Textes bibliques

La vraie beauté n’a pas de sexe

Au fil des siècles, la Bible a été citée à d’innombrables reprises pour mettre les femmes en garde contre l’attrait de la beauté de leur propre corps et pour leur dire comment s’habillerFemmes, faites attention à comment vous utilisez votre corps ! Couvrez-le ! Ne montrez pas trop de peau ! Soyez « modestes » ! (Qu’en est-il du corps des hommes ? Silence éloquent…) Mais que disent vraiment ces textes ? Regardons en un de plus près.
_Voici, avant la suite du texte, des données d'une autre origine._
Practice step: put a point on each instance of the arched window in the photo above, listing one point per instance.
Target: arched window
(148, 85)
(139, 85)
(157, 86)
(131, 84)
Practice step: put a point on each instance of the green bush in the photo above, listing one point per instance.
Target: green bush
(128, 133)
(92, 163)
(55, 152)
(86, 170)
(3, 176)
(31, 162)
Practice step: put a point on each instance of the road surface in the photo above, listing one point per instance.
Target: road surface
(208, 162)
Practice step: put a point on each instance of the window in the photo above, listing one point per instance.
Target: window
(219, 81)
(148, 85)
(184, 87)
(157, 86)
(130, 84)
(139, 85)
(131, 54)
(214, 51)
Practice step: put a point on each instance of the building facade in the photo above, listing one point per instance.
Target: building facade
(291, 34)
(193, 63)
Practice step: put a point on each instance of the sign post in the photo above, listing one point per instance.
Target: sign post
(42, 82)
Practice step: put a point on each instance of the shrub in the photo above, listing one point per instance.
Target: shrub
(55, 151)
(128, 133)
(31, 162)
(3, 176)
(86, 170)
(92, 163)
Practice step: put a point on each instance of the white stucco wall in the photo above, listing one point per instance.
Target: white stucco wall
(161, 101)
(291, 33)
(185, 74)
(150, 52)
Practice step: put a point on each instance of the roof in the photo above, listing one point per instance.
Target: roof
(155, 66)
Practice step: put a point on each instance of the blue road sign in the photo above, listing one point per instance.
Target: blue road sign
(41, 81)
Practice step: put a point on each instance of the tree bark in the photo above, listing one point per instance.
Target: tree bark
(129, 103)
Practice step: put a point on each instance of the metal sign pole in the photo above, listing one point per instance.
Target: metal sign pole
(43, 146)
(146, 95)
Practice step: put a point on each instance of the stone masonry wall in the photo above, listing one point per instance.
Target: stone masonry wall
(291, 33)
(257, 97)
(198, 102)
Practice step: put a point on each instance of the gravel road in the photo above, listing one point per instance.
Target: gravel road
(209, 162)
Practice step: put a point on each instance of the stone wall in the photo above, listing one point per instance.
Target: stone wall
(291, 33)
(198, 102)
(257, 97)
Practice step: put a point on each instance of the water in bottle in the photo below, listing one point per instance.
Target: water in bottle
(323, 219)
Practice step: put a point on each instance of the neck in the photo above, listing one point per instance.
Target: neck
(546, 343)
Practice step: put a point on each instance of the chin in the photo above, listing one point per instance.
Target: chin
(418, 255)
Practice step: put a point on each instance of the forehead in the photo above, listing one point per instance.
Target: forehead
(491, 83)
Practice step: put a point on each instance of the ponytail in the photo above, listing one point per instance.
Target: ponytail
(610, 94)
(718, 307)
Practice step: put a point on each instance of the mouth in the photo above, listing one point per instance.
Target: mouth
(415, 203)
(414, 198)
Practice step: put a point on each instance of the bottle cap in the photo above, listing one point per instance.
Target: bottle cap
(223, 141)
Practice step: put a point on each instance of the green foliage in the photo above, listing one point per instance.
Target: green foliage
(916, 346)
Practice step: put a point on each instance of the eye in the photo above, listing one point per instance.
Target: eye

Dans sa première lettre, l’apôtre Pierre, s’adressant aux femmes mariées, semble encourager à cette modestie :

1 Vous de même, femmes, soyez soumises à votre mari, afin que même si quelques-uns d’entre eux résistent à la parole de Dieu, ils soient gagnés à la foi par votre comportement. Des paroles ne seront même pas nécessaires : 
2 il leur suffira de voir combien votre conduite est pure et respectueuse.
3 Ne cherchez pas à vous mettre en valeur par des moyens extérieurs : cheveux tressés, colliers d’or ou vêtements élégants.
4 Recherchez plutôt la beauté de l’être intérieur, la parure d’un esprit doux et paisible, qui est sans prix aux yeux de Dieu, et impérissable. (1 Pi 3 : 1-4)

Choisir la modestie, une prison ?

Quelle est la visée de ce texte ? Et si ces versets apportaient plutôt une libération qu’un enfermement ? Regardons en premier lieu la situation des femmes auxquelles ces lignes ont été destinées. 

Pierre s’adresse aux femmes mariées dont certaines avaient des maris qui ne partageaient pas encore leur foi en Christ. Dans la société romaine « [i]l y avait […] des incitations légales à s’habiller de manière appropriée »[1]. Une femme mariée devait s’habiller d’une certaine manière, sa tenue vestimentaire devait être conforme à son statut social. Dans le cas contraire, elle s’exposait au risque d’être agressée ou violée sans être protégée et défendue par la loi. À certains endroits, comme par exemple dans la ville de Sparte, on trouve même les traces d’un gunaikonomos, « un contrôleur des femmes »[2], un policier des vêtements : le comportement public des femmes était surveillé, ainsi que leurs dépenses en vue d’un banquet ! 

La façon sobre dont une femme mariée s’habillait exprimait sa place dans la société et sa soumission à son mari. Certains chercheurs évoquent cependant aussi « la nouvelle femme romaine » (the new roman woman) qui aurait vu le jour dans la réalité et dans la littérature de « certains cercles à Rome »[3] au premier siècle avant Jésus-Christ. Elle aurait davantage d’indépendance financière, commence aussi à vivre une indépendance sexuelle, jusque-là uniquement permise à l’homme, et prend beaucoup de liberté par rapport au code vestimentaire exprimant la modestie[4]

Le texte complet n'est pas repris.